Nunca o conheci. Não conhecia ninguém muito bem, até porque era uma pessoa geralmente solitária. Tenho vindo a saber um pouco mais sobre ele e a sua música. Fico muito satisfeita com o respeito que finalmente mereceu.

Que dicas daria a alguém interessado em conhecer um pouco mais do fantástico legado de Robert Kirby?

Aconselharia a ouvir os belíssimos arranjos que faz para o Nick Drake e a compreender como isso é ainda mais impressionante se nos lembrarmos de que ele só tinha 23 anos quando os fez.
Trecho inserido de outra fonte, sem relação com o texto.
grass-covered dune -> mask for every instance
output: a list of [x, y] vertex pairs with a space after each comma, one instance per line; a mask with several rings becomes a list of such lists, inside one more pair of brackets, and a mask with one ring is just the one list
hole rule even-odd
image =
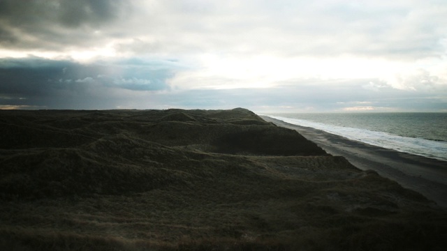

O novo álbum dos Magic Numbers, The Runaway, também tem algumas canções com os seus arranjos.

Virá acompanhada por outros músicos até Portugal?

Sim, irei com o Gareth Dickson, um guitarrista e escritor de canções extraordinário, que me tem acompanhado desde que voltei aos palcos em 2006. E com a Jo Mango, que o Gareth me apresentou nessa altura. Ela também é uma intérprete e compositora de enorme mérito. Toca tantos instrumentos… Chego a pensar que não existe nada que não seja capaz de fazer. Sinto-me abençoada por tê-los comigo.

No passado, alguma vez imaginou estar onde se encontra agora como artista e mãe de família?

Sempre ambicionei ter uma família grande e vejo esse meu desejo satisfeito com os três filhos e os três filhos adoptivos. Durante os meus anos enquanto mãe, nunca andei sequer perto de imaginar que regressaria à música, quanto mais tocar em tantos países diferentes pelo mundo fora. Tenho muita, muita sorte.